Odia mirar el mar porque es inmenso.
Su infinito camino le estremece
y a cada ola el dolor en su alma crece
inundado de aquel piélago intenso.
Odia mirar el mar porque está solo.
La irónica soledad de sus vientos
toa su corazón entre lamentos
y le deja en sí mismo solo, solo.
Odia mirar el mar porque es del cielo:
estrellas que cayeron azuladas
a la arena amarilla, enamoradas
de su color, luciérnagas de hielo.
Odia mirar el mar porque hace ruido
y le abrasa el silencio de la nada
y obliga a su memoria abandonada
a recordar aquel naufragio.
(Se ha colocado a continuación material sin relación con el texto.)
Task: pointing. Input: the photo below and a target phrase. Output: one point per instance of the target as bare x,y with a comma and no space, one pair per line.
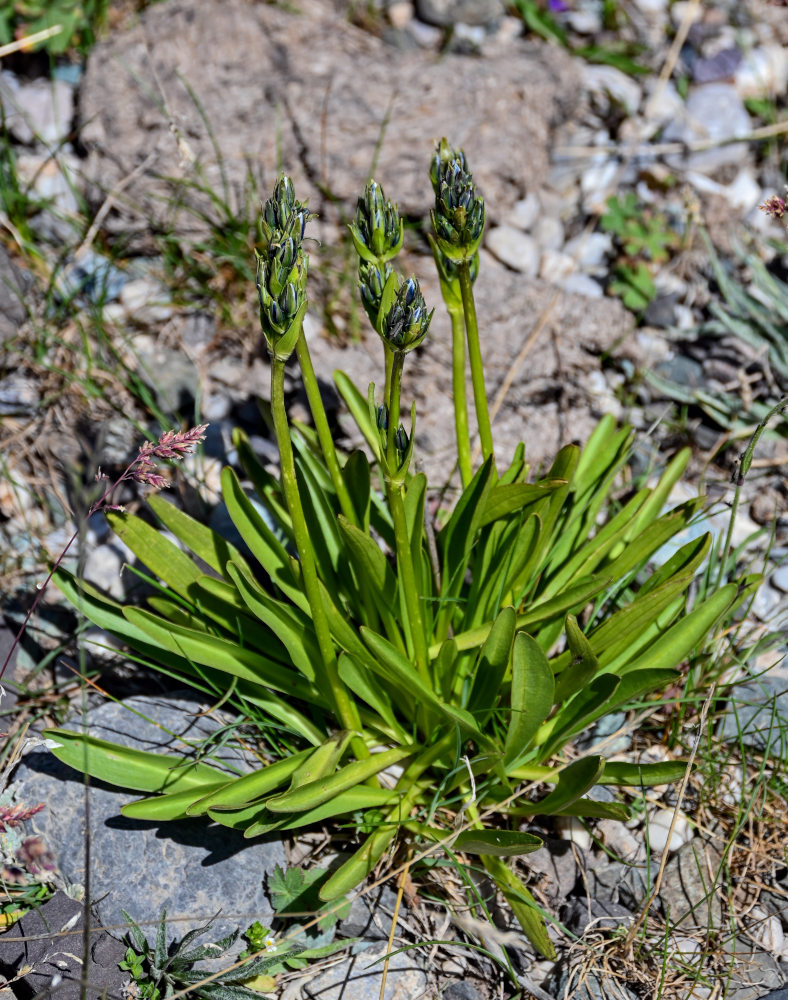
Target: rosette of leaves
467,654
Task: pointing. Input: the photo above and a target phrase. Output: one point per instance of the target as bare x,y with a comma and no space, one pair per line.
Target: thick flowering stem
323,430
460,397
475,356
345,708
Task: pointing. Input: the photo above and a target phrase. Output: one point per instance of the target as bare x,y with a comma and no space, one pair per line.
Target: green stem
460,396
323,430
475,356
345,708
406,571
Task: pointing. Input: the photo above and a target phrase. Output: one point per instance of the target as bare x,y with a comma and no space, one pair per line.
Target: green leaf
315,793
643,775
497,843
158,553
203,542
584,665
574,780
491,667
134,769
531,698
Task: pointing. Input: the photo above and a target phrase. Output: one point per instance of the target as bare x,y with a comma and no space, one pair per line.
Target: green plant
643,237
159,971
428,674
80,22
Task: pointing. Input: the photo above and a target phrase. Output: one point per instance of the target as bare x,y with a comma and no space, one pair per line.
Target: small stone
762,71
400,13
590,250
38,111
582,284
525,212
571,828
515,249
555,266
659,827
548,233
779,578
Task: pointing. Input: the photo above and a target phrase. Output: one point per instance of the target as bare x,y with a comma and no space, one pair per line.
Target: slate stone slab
193,867
49,941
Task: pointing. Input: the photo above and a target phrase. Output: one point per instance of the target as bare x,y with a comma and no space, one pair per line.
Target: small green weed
644,237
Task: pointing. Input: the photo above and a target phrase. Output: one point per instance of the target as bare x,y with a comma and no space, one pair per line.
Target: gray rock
15,285
359,977
514,248
451,12
713,112
757,711
688,892
48,941
192,867
326,112
40,110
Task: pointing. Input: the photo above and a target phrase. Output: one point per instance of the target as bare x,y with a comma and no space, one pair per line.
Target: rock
577,331
757,709
15,285
713,112
599,916
660,821
48,942
582,284
620,88
525,212
41,110
445,13
591,251
326,113
192,867
549,233
514,248
360,975
688,891
762,71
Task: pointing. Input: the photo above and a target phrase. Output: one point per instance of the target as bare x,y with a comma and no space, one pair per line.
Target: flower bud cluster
459,214
282,269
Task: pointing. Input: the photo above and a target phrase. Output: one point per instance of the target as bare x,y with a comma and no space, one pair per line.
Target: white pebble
659,827
570,828
525,212
515,249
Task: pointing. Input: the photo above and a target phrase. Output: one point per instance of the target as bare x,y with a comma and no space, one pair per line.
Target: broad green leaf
173,805
127,768
224,655
574,780
257,821
583,667
315,793
523,905
162,556
264,545
643,775
497,843
531,698
250,787
356,474
321,762
503,500
205,543
392,665
292,628
491,667
359,410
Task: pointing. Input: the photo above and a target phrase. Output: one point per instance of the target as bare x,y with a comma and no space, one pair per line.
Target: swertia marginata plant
424,681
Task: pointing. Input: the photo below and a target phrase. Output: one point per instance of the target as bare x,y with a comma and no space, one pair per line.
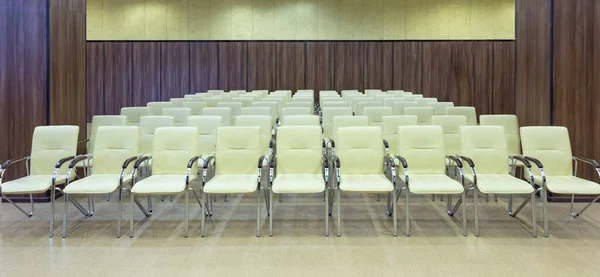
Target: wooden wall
479,73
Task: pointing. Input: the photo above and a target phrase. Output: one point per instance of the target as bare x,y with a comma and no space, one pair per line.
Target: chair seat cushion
161,184
569,185
96,184
433,184
502,184
31,184
367,183
298,183
232,183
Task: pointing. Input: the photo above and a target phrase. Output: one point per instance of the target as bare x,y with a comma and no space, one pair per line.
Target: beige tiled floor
298,247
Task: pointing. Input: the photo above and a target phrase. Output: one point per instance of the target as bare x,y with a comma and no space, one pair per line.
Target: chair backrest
299,150
439,108
238,150
399,107
133,114
261,121
156,107
301,120
172,150
50,144
469,112
375,114
224,113
207,127
148,125
423,149
114,145
348,121
551,145
389,127
179,115
104,120
195,107
451,125
486,146
423,114
511,129
360,150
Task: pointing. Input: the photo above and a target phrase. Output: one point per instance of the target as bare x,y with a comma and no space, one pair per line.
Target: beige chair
361,162
174,166
51,148
179,115
238,153
133,114
424,114
469,112
115,150
421,154
549,148
484,148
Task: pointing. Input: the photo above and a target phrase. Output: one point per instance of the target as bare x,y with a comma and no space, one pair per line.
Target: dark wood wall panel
533,68
204,66
146,73
232,65
175,69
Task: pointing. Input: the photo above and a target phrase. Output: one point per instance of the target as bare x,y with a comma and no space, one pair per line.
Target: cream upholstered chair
424,114
399,107
133,114
238,153
549,148
484,148
375,114
224,113
51,148
174,166
328,114
422,155
115,150
299,166
362,156
156,107
439,108
179,115
195,107
469,112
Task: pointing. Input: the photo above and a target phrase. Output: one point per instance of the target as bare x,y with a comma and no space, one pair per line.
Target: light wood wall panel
300,19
Olvido.
Odia mirar el mar porque es reencuentro
con lo que olvidó una noche de brisa,
con las lágrimas que escondió su risa
y con lo que debió sacar de dentro.
Odia mirar el mar porque otras veces
paseaba con su amada por la arena,
librando a las estrellas de su pena
y alimentando de amor a los peces.
Odia mirar el mar porque está muerto.
Muerto está y siembra muerte a navegantes
que, de su perversidad ignorantes,
no dejaron sus vidas en el puerto.
Por eso tira piedras a sus olas,
porque ellas se llevaron a su amada
de espuma de azucenas encerrada
dejando a las estrellas solas, solas.
Por eso lanza gritos destrozados,
porque el mar robó al cielo los luceros
y sus ojos, que no eran marineros,
murieron en el piélago ahogados.
Odia mirar el mar porque no hay nada.
Nada en su soledad ni en su mentira.
Se marcha desolado, ya no mira
las aguas que mataron a su amada.
Y, odiándose a sí mismo y sin pensar,
vuelve como si nada con las rosas,
que un día le advirtieron virtuosas
que no se enamorara nunca del mar.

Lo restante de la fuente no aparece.